In acompletion (llm.py:996-1054) and aresponses (llm.py:1338-1460), the retry loop is outside the try/except that calls _ahandle_error:

async for attempt in self.async_retry(...):   # reraise=True
    with attempt:
        resp = await self._atransport_call(...)   # provider errors raised HERE
try:                                              # only wraps response parsing
    message = Message.from_llm_chat_message(...)
    return LLMResponse(...)
except Exception as e:
    return await self._ahandle_error(e, ...)

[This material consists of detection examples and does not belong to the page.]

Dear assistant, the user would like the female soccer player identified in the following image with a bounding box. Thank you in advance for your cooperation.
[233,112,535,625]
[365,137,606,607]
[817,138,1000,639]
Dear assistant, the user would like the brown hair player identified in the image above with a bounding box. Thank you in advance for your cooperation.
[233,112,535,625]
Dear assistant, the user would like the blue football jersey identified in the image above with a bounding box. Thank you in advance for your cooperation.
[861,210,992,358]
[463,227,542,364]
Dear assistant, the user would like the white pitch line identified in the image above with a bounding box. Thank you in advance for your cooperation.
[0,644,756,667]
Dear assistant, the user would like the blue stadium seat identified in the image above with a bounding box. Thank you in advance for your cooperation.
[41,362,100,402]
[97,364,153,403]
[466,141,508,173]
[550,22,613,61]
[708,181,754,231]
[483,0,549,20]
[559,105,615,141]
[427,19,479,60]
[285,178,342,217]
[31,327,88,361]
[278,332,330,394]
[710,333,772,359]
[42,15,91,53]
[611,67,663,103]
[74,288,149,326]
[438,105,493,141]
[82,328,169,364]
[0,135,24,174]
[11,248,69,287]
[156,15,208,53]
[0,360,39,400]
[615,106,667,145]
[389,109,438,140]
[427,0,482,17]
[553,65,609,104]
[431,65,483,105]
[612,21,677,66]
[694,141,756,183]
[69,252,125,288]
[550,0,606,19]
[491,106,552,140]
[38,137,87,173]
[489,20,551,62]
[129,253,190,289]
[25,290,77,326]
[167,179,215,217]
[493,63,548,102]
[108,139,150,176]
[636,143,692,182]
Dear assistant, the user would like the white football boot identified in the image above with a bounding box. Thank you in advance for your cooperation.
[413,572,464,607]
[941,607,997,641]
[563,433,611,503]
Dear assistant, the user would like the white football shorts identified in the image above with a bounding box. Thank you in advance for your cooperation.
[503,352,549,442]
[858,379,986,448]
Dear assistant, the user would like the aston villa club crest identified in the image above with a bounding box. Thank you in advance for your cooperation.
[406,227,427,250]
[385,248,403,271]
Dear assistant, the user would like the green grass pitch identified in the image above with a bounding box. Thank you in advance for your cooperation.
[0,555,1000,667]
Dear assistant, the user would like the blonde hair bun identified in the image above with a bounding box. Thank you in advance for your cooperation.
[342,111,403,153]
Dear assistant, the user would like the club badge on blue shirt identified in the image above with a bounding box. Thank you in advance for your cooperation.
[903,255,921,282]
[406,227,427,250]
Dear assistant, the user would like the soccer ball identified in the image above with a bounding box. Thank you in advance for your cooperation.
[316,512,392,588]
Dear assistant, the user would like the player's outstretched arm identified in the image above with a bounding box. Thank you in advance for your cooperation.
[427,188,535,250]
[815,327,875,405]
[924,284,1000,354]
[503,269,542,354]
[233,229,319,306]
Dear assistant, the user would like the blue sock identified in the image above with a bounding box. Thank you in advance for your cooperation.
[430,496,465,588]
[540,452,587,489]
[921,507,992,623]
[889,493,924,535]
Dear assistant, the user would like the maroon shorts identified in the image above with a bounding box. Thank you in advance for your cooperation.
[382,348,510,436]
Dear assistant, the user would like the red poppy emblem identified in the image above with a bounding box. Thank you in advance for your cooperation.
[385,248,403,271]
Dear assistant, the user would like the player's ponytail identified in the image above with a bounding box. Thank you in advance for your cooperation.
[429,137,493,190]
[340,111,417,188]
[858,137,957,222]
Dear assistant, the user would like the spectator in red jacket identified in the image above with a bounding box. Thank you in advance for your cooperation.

The sync completion puts _one_attempt() inside the try (llm.py:900). map_provider_exception is called only in _handle_error/_ahandle_error (llm.py:718, 751). So on the common failure mode (retry exhaustion / non-retryable provider error), async:

  • never invokes fallback_strategy (backup LLM silently skipped),
  • never maps litellm exceptions to SDK types,
  • never calls telemetry.on_error.

Most damaging consequence: astep recovers from context overflow via except LLMContextWindowExceedError → CondensationRequest. That SDK type is produced only by map_provider_exception (mapping.py:35). In async the raw litellm.ContextWindowExceededError escapes unmapped, the handler misses it, and the conversation errors out instead of auto-condensing. Same for LLMMalformedConversationHistoryError.

Repro: primary litellm_acompletionAPIConnectionError, fallback LLM configured; acompletion() re-raised APIConnectionError and the fallback call count stayed 0.

Fix: wrap the async retry loop in the same try/except scope as sync, for both acompletion and aresponses.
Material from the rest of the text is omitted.